Sofia wasn’t alone. The American Psychological Association found in its annual stress survey this year that for the first time in 11 years, more Americans (63 percent) reported being stressed about politics and the future of the nation than about money (62 percent). From August 2016 to January 2017, stress levels in the United States jumped from an average of 4.8/10 to 5.1/10 ― across all demographics and political parties. And a majority of adults (59 percent) said this is the lowest point in the nation’s history. (The APA reportedly hasn’t asked that particular question before, so we don’t know how that sentiment compares to earlier years.)
The rise in stress levels is “a statistically significant increase,” said Dr. Vaile Wright, director of research at the APA. “And it wasn’t just young adults ― it was all adults across all generations and across party lines.”
Wright said she’s been hearing from psychiatrists and therapists that patients are coming in “very stressed” about politics. The most commonly reported symptoms, she said, include “sadness, anxiety, fatigue and anger.”
“Starting last spring, we were hearing from our members that therapy patients were coming in with increasing anxiety related to the election, in particular,” she said. “Particularly marginalized groups who were being targeted ― undocumented individuals, immigrants, women with sexual assault history, and children.”
What if 30 million women or so filed a class action suit against the president for emotional distress?
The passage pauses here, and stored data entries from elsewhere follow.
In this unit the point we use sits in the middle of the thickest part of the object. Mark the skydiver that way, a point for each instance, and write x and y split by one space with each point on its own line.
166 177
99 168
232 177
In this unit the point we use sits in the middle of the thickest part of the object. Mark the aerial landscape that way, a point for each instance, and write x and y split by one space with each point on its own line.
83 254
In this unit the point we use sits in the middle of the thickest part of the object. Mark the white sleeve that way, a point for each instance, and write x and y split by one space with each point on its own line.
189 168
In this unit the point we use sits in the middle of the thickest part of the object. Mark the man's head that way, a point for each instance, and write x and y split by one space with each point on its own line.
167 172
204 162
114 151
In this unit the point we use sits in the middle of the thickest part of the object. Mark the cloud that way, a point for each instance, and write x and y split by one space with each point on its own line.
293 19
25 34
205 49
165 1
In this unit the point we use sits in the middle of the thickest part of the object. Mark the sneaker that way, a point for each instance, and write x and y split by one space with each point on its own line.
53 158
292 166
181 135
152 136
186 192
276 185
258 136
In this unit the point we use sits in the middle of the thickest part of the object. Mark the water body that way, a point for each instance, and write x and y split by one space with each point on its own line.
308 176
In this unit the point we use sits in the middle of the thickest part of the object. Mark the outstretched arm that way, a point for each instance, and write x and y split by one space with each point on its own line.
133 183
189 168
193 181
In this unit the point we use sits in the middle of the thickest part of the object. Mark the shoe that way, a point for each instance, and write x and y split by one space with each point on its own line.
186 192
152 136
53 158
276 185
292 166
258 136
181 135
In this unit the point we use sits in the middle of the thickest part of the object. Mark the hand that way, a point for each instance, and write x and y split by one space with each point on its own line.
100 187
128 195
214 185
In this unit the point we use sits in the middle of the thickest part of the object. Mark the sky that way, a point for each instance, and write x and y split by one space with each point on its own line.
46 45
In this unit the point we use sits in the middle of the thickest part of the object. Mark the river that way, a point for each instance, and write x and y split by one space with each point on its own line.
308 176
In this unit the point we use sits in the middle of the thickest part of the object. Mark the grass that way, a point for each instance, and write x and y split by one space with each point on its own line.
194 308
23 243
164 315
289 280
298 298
Just spitballing here.
— 💎 Lena Dunham 💎 (@lenadunham) November 4, 2017
People who work in fields related to science and the environment have also been panicking over Trump’s presidency, as they watch him appoint Cabinet members who deny climate change and devalue science. David Haffner, a 44-year-old contractor for NASA, said that after Trump’s victory, he was depressed, traumatized and worried about his professional future.
“I felt like someone had raided my house,” he said. “It felt like a violation, which is kind of a weird thing to feel about your elected leader.”
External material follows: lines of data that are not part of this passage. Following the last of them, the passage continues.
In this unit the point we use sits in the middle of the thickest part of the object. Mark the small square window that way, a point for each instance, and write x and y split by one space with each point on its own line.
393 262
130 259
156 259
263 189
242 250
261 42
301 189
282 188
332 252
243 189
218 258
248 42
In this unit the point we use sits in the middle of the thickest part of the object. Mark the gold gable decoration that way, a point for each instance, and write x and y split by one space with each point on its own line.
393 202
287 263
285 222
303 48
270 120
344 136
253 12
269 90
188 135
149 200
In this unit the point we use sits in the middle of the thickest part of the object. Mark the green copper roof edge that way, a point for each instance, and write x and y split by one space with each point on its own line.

Now, one year after the election, Haffner has found ways to cope. He learned to stop staring at his Twitter feed all day and obsessively following the news, because it was affecting his mental health. Still, “I don’t want to lose touch with what’s happening because ‘OK now, I feel better,’” he said. “I think it’s important to kind of take stock now and then, but maybe not every single frickin’ moment of the day.”
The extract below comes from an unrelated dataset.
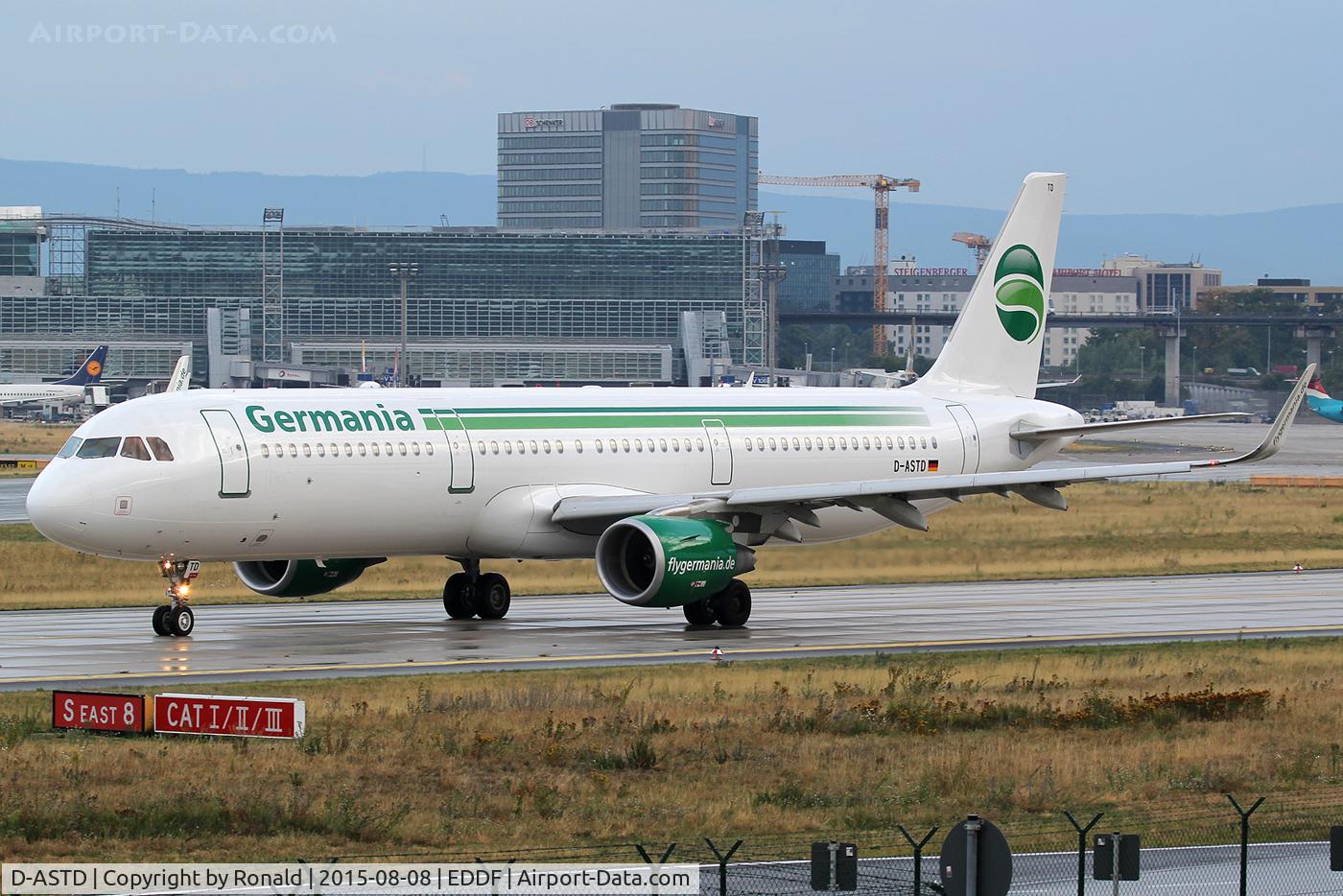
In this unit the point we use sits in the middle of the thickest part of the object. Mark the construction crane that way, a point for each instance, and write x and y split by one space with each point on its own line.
882 187
978 244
Sofia, too, had to distance herself from political news and social media. She channeled some of that energy into making playful greeting cards with positive messages for her friends. By Thanksgiving 2016, she had started her own greeting card company, Jujuu.
“I just started doodling,” she said. “Then I made my first website and started an Etsy shop. It was keeping me busy, and then by my birthday in January I was like, ‘I’m gonna keep after this.’”
Sofia is now weaning off the medication she’d started taking for depression and anxiety, and is beginning to feel hope again. Her gradual recovery seems to mirror the rest of America’s. The APA found in its most recent survey that stress levels in August 2017 had returned to where they were a year prior, after the spike in January.
But Wright warned that many people are not out of the woods. Hate crimes, though less frequent now than at the beginning of the year, are still happening across the country ― especially at K-12 schools ― at higher levels than before Trump became president. And therapists are still reporting long lines for appointments.
The takeaway, Wright said, is that people experiencing election-related mental health issues are not alone. And there is light at the end of the tunnel.
“The message we want to get out to people is that even if we’re feeling that way, to not give up hope,” she said, “and to take active steps to manage the stress we’re feeling in these uncertain times.”